Working with bytes.

Mon Apr 5 05:29:14 EDT 2004

Piet van Oostrum <piet at cs.uu.nl> wrote:

>AV>  

[snip]

>Which includes quite a few NON-ASCII characters. 
>So what is ASCII-compliant about it?
>You can't store 7 bits per byte and still be ASCII-compliant. At least if
>you don't want to include control characters.

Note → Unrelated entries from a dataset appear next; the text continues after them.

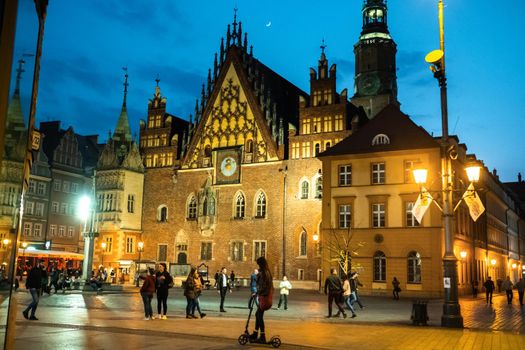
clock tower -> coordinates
[351,0,399,119]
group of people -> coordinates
[139,263,174,321]
[324,269,364,318]
[483,276,525,305]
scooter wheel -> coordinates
[237,333,248,345]
[270,337,281,348]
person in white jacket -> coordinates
[277,275,292,310]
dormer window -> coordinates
[372,134,390,146]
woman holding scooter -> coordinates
[250,256,273,344]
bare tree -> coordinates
[323,227,365,275]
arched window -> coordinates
[299,231,306,256]
[374,251,386,282]
[315,176,323,198]
[255,192,266,218]
[372,134,390,146]
[234,193,246,219]
[188,196,197,219]
[301,181,310,199]
[407,251,421,283]
[204,145,211,158]
[246,140,253,153]
[157,205,168,222]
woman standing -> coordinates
[184,266,197,318]
[191,271,206,318]
[277,275,292,310]
[250,256,273,344]
[392,277,401,300]
[155,263,173,320]
[139,267,155,321]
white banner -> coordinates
[412,187,433,224]
[463,183,485,221]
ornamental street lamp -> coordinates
[135,241,144,287]
[100,242,108,267]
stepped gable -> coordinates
[319,104,440,158]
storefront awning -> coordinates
[18,248,84,260]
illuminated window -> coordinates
[407,251,421,283]
[405,202,419,227]
[303,119,310,135]
[372,163,385,185]
[334,115,343,131]
[372,203,385,228]
[339,204,352,228]
[339,164,352,186]
[374,251,386,282]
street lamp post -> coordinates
[100,242,108,267]
[135,241,144,287]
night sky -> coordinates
[9,0,525,181]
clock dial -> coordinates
[358,74,381,95]
[221,157,237,176]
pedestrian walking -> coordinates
[139,267,155,321]
[516,278,525,306]
[392,277,401,300]
[277,275,292,310]
[184,266,197,319]
[483,276,494,304]
[155,263,173,320]
[191,270,206,318]
[22,260,44,321]
[349,272,365,310]
[343,276,357,318]
[324,269,347,318]
[501,276,513,304]
[217,267,232,312]
[250,256,273,344]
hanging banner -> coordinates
[412,187,433,224]
[463,183,485,221]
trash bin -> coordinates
[411,300,428,326]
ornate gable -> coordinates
[183,62,278,168]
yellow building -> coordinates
[319,105,523,297]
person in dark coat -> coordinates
[483,276,495,304]
[250,256,273,344]
[324,269,347,318]
[184,266,197,318]
[139,267,155,321]
[156,263,173,320]
[22,260,44,321]
[217,267,232,312]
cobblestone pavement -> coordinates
[8,289,525,350]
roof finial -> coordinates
[122,66,129,107]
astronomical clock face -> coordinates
[221,156,237,177]
[215,147,241,185]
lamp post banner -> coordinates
[463,184,485,222]
[412,187,433,224]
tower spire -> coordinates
[122,66,129,108]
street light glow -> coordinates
[412,168,428,185]
[77,196,91,221]
[465,165,481,182]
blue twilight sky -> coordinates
[9,0,525,181]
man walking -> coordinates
[217,267,232,312]
[22,260,44,321]
[483,276,494,304]
[324,269,347,318]
[516,278,525,306]
[501,276,513,305]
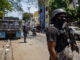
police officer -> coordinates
[46,8,78,60]
[23,25,28,43]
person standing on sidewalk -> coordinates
[23,25,28,43]
[46,8,79,60]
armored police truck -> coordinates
[0,18,22,38]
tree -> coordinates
[49,0,78,22]
[0,11,4,19]
[0,0,23,16]
[22,12,33,22]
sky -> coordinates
[6,0,38,19]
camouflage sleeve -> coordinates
[66,26,76,45]
[46,27,57,42]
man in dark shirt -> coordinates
[46,9,78,60]
[23,25,28,43]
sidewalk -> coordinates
[12,33,49,60]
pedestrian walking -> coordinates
[23,25,28,43]
[46,8,79,60]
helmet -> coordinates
[51,8,66,18]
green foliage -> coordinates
[0,11,4,19]
[22,12,33,22]
[0,0,12,11]
[0,0,23,11]
[49,0,80,22]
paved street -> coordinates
[2,33,80,60]
[12,34,49,60]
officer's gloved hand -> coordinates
[71,44,79,53]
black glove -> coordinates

Thanks, and yes you are right. I thought that getting rid of control
codes just meant switching to the high bit codes, but of course
control codes are part of the lower bit population and can't be
removed that way. Worse than that: high bit codes are not
ASCII-compliant at all!

However the code below has the 8'th and 7'th bit always set to 0 and 1
respectively, so it should produce ASCII-compliant output using 6 bits
per byte.

I wonder whether it would be possible to use more than six bits per
byte but less than seven? There seem to be some character codes left
and these could be used too?

Anton

from itertools import islice

def _bits(i):
    return [('01'[i>>j & 1]) for j in range(8)][::-1] 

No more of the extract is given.